Next.js

Redirects, Rewrites & Headers

28 min Lesson 49 of 80

Redirects, Rewrites & Headers

This lesson expands the Next.js path with an advanced topic from the official Next.js documentation. The goal is not only to memorize an option or file name, but to understand its impact on rendering, caching, security, and deployment.
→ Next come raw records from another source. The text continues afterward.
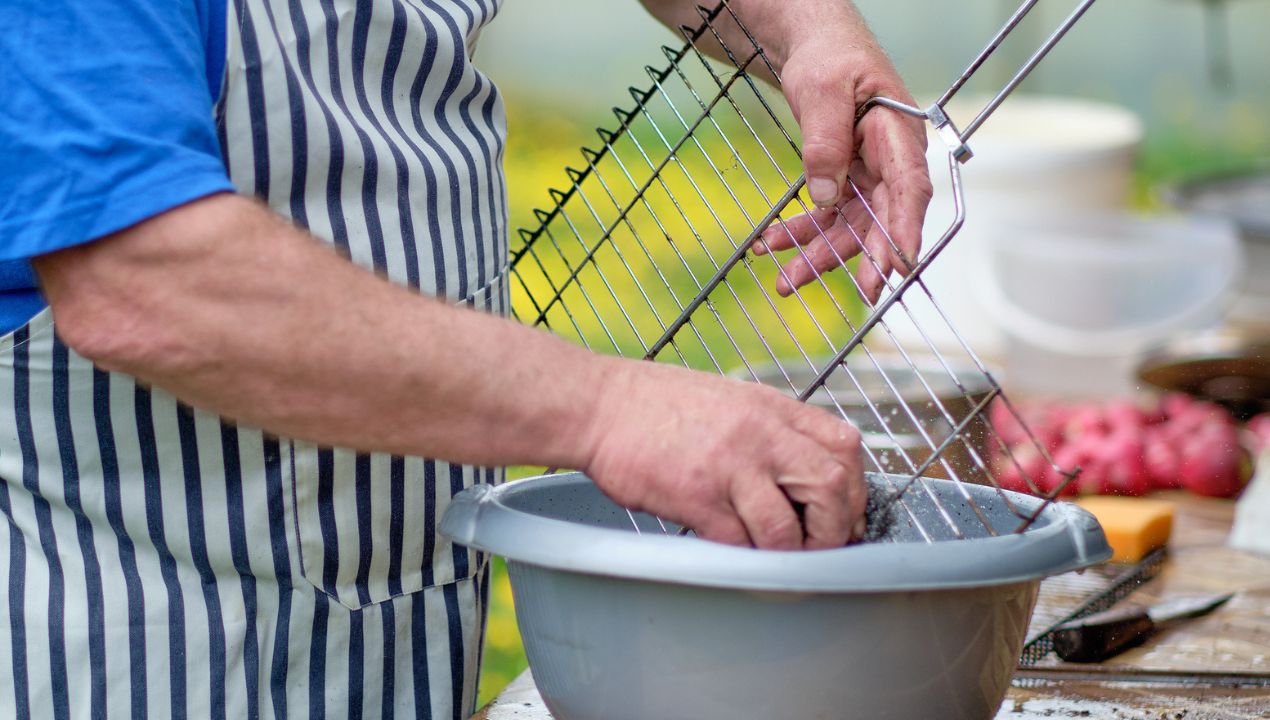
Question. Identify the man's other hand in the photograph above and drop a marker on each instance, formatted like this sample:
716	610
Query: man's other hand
727	459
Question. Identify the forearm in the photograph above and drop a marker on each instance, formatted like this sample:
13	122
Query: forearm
231	309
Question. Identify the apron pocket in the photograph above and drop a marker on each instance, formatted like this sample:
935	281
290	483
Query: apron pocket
366	523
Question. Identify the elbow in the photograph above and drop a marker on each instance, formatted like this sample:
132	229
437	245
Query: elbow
125	338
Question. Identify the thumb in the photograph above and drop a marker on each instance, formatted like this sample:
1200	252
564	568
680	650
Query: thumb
828	149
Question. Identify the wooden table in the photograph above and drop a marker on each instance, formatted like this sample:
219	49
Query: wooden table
1212	668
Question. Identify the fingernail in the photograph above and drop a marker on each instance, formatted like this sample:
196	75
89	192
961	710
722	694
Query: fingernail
823	191
782	286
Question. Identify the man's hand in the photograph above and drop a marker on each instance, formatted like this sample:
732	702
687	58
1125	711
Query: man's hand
829	65
727	459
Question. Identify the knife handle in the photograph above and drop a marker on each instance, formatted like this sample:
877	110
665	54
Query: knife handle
1101	635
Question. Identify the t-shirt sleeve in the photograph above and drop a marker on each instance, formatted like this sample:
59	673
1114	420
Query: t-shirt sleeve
106	118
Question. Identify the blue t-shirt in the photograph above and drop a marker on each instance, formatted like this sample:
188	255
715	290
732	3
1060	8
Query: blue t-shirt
106	120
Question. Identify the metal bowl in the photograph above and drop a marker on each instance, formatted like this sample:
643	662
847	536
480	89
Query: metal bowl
629	626
892	403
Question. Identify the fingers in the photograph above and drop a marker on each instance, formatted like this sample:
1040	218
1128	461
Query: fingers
835	494
767	514
828	145
894	150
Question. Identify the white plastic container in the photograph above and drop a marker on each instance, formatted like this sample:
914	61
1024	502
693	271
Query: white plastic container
1035	156
1081	299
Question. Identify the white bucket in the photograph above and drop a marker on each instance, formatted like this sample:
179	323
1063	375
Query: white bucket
1035	155
1081	299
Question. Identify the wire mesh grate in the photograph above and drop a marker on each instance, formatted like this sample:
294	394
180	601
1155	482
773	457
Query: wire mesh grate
648	253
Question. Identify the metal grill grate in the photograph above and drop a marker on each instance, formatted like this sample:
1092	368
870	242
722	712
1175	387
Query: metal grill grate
647	253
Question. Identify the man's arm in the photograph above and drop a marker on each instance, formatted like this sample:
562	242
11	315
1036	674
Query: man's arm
829	64
229	307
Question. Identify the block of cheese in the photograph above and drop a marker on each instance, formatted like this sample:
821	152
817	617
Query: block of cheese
1134	526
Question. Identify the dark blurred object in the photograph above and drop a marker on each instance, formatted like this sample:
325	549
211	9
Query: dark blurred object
1242	198
1227	368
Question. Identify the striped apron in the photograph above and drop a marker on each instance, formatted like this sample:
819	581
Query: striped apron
159	561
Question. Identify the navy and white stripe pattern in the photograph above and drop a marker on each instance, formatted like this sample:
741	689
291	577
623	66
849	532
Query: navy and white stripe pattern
158	561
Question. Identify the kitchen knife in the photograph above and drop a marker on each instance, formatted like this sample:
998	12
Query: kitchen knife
1105	634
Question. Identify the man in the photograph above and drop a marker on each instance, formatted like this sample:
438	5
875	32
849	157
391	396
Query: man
180	539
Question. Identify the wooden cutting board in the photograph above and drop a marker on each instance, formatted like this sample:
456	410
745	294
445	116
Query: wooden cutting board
1235	639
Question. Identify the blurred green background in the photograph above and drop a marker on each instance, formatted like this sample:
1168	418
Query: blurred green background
1194	75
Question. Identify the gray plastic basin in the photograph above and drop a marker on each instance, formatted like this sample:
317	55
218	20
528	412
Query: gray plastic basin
628	626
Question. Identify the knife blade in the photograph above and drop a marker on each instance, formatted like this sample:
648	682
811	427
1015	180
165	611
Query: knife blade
1106	634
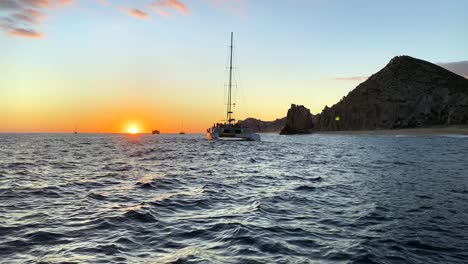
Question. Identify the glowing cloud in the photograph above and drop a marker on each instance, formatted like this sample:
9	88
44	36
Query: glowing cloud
18	18
163	7
137	13
26	33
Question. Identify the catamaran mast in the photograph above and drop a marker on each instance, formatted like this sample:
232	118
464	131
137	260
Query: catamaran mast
229	110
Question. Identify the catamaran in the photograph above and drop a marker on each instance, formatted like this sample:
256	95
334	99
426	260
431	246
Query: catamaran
230	129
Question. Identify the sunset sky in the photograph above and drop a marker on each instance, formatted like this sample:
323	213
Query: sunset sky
109	65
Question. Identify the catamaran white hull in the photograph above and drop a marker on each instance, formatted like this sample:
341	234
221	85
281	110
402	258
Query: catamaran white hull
246	136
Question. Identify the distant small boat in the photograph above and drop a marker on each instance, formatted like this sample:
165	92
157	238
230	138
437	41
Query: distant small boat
182	132
230	129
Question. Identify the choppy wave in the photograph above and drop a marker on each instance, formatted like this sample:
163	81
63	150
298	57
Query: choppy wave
182	199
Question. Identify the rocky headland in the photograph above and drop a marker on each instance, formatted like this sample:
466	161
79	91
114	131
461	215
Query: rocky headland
407	93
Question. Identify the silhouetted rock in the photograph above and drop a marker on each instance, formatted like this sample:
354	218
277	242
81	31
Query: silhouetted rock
259	126
298	121
407	93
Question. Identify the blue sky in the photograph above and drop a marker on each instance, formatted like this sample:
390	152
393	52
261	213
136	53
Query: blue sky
173	53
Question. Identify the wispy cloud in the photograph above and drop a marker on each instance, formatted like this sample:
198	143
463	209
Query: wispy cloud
352	78
164	7
137	13
22	18
458	67
25	33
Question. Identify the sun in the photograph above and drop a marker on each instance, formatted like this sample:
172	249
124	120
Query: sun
132	130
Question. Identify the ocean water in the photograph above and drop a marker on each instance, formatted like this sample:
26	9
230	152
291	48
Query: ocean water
183	199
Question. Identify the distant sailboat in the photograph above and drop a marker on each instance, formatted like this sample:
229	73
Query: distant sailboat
182	132
230	129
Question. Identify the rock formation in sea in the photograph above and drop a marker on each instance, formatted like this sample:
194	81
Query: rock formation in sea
259	126
298	121
407	93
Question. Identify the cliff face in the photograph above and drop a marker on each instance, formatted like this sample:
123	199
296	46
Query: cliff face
407	93
298	121
260	126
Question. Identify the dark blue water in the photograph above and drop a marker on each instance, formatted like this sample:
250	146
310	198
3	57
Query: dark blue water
182	199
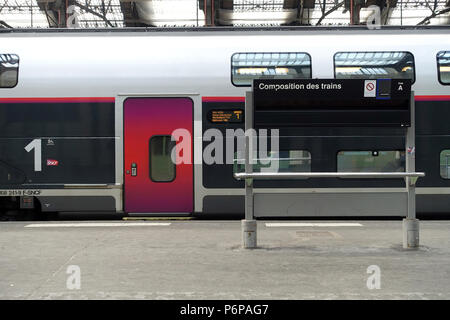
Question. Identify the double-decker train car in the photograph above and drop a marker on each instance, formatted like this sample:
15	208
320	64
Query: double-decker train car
87	120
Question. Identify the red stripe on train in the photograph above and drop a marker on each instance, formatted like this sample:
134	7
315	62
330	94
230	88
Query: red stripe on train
223	99
242	99
56	100
432	98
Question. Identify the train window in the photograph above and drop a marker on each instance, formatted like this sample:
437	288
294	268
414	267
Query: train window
443	60
371	161
162	168
246	66
9	70
281	161
374	65
445	164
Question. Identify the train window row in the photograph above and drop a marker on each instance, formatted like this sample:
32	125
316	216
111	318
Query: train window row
9	70
281	161
347	161
246	66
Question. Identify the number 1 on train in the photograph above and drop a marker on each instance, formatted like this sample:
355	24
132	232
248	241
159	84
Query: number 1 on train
37	146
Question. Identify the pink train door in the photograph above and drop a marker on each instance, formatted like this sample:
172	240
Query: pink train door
153	182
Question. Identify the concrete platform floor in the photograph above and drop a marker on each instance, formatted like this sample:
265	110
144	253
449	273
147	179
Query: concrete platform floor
203	260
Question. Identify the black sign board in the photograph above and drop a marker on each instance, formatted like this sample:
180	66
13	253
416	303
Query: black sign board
331	102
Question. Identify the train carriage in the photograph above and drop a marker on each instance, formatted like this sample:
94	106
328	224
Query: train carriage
87	119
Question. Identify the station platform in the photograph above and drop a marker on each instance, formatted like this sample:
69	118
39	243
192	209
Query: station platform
179	259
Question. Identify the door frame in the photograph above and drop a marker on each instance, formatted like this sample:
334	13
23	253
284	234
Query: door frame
120	141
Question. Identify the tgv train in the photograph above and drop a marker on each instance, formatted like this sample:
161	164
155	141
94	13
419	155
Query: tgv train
87	120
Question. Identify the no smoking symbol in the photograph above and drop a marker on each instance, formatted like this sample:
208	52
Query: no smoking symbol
370	86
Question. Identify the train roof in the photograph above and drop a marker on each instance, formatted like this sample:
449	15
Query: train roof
228	30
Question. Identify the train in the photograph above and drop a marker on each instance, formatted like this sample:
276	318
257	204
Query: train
87	119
After this lesson you should be able to apply the topic in a real project, choose the right boundary for it, and explain it as a reviewable engineering decision.

Core Concepts

  • permanent redirects
  • temporary redirects
  • rewrites
  • security headers
  • runtime redirects

Practical Example

// next.config.ts import type { NextConfig } from 'next' const nextConfig: NextConfig = { async redirects() { return [{ source: '/old-blog/:slug', destination: '/blog/:slug', permanent: true }] }, async rewrites() { return [{ source: '/docs/:path*', destination: '/knowledge/:path*' }] }, async headers() { return [{ source: '/(.*)', headers: [{ key: 'X-Frame-Options', value: 'DENY' }] }] }, } export default nextConfig
This lesson is aligned with these official Next.js documentation areas: next.config redirects, rewrites, and headers docs.

Why It Matters

In production applications, this topic affects page speed, data freshness, authorization clarity, and operational reliability after deployment.

Implementation Workflow

  • Decide whether the data is public or user-specific.
  • Choose the smallest part of the tree that needs this behavior.
  • Connect the example to a real route and add a small verification check.
  • Document the effect on caching and deployment.

Hands-on Practice

Plan a blog URL migration with permanent redirects and a small docs rewrite.

Use redirects for canonical URL changes; rewrites do not tell search engines a page moved.

Summary

Judge the implementation by how clear the decision is, whether the behavior is correct after build, and how easily it can be traced in production.